This repository demonstrates applying a combination of statistical methods and machine learning to detect signal impairments in digital RF signals. The solution relies on processing data in an IQ Constellation diagram. For background on digital RF signal impairments, see the following video. The goal of this repository is to demonstrate using a software approach rather than more traditional hardware solutions. Another consideration of this solution is using methods which can scale the number of blobs in the modulation and coding scheme, for example QPSK to 32APSK. Lastly, the solution should be performant in terms of compute footprint to enable low cost analysis and edge deployment.
The following impairment classes are considered in this solution. Its expected that the feature engineering process of this solution can be extended to scale for additional impairment classes such as in-band spurs and IQ gain imbalance
Ideal - 16QAM | Noise (low SNR) |
Phase Noise | Compression (amplitude gain noise) |
The following steps will utilize a SageMaker Notebook as it provides a single interface for us to both run Jupyter Notebook files and build Docker Containers.
We create a Notebook Instance with the following settings.
Once the infrastructure is provisioned, we can Open JupyterLab.
Given the solution relies on statistics and machine learning, we need to generate data to train on. For this task, we'll look to GNURadio, a popular open-source software radio ecosystem.

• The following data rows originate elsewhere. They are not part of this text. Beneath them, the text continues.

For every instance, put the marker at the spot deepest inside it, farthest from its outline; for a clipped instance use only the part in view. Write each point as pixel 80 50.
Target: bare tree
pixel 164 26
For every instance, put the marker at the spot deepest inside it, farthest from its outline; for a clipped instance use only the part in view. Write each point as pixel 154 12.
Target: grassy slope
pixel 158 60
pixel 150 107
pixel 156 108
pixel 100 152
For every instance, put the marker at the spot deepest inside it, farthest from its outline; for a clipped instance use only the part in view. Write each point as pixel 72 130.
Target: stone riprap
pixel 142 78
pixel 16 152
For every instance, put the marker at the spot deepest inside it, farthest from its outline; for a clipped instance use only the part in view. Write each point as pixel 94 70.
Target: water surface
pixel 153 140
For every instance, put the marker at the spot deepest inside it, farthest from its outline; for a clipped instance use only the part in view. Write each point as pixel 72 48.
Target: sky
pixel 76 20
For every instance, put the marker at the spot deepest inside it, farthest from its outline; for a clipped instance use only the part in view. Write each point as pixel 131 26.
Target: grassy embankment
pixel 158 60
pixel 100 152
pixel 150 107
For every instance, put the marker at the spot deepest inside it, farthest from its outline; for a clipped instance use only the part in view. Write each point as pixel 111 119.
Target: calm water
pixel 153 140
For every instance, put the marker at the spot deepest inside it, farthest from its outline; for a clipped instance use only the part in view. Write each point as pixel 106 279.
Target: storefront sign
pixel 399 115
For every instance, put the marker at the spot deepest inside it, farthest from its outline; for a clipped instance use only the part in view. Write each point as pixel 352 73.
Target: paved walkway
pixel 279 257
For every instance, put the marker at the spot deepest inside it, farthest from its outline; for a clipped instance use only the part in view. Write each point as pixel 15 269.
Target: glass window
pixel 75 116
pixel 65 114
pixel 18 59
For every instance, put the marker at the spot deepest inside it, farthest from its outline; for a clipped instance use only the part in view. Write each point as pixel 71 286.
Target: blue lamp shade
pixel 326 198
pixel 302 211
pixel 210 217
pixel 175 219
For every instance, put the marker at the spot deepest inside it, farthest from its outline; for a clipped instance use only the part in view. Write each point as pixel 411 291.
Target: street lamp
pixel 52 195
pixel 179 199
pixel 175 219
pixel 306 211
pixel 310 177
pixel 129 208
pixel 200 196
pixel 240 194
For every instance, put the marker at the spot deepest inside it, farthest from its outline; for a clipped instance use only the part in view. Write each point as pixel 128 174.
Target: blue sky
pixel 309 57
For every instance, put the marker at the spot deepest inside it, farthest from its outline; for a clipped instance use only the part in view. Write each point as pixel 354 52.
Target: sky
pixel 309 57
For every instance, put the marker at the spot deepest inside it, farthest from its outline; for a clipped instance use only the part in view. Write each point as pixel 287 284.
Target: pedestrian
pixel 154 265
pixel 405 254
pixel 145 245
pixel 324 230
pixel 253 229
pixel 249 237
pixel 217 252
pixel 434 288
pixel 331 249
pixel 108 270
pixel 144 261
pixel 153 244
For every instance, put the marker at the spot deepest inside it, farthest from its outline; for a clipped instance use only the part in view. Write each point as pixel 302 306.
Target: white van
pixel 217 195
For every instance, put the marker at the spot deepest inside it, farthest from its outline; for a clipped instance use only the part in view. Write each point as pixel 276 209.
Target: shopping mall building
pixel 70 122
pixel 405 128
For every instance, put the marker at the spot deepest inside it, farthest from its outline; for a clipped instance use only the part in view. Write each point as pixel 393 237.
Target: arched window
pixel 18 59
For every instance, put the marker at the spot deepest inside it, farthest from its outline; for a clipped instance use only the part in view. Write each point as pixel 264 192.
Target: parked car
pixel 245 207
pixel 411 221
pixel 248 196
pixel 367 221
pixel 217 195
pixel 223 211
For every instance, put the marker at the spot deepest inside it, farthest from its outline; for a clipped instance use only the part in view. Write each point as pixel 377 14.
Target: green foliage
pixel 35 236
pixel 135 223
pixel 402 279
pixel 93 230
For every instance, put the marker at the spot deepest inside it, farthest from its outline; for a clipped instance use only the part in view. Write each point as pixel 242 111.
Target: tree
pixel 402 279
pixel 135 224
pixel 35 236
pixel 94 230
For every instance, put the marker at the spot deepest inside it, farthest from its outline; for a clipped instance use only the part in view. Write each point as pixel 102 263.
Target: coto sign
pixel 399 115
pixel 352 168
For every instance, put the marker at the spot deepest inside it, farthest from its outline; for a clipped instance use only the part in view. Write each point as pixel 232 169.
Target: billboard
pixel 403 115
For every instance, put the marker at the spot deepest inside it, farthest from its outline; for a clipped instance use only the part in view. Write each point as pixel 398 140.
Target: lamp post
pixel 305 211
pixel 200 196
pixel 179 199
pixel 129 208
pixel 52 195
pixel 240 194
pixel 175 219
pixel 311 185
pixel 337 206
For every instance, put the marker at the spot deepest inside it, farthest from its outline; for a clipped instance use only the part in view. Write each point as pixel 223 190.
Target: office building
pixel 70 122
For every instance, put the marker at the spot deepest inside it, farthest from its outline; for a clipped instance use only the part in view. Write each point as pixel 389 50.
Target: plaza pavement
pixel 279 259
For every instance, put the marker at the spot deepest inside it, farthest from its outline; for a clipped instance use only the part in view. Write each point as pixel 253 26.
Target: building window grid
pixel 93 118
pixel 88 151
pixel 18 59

A Docker image is used to run a GNU Radio flowgraph in a headless environment. The flowgraph uses a DVB-S2X modulator to create IQ constellation plots and save to a file. Signal error is introduced in the flowgraph which can be randomly varied to simulate each of the impairment classes. We use this flowgraph to generate a large number of samples for each of the impairment classes. Those samples will train a Multi-Classification Machine Learning model to determine whether an impairment is present in future IQ Constellation plots.
The following flowgraph is used to generate data. Normal, Phase Noise, and Interference impairment classes are generated using GNU Radio.
Compression was not achieved using the above flowgraph and is suggested as future work. Compression was generated using a mathematical approach for QPSK only, see compression-generator.py
Within the Jupyter environment, first open a terminal with File -> New -> Terminal.
Navigate to the SageMaker directory and clone this repository
cd SageMaker
git clone https://github.com/aws-samples/digital-rf-signal-impairment-detection.git
Navigate to the docker_build directory and build the container - this may take up to 5 minutes
cd digital-rf-signal-impairment-detection/data_generation/docker_build
docker build . -t gnuradio-image
First create the directory structure to store the training data for each modulation scheme.
cd ../../data_generation/generator
./create_folders.sh
cd ../..
Enter the docker container with the following to generate low SNR noise and phase noise impairments
docker run -it --rm -v $PWD/data_generation:/temp/data gnuradio-image
Now, within the container, run the following to generate compression (amplifier gain errors) files (QPSK only at this time)
cd /temp/data/generator
python generator.py
for i in {1..100}; do python compression-generator.py; done; echo "Generation Complete"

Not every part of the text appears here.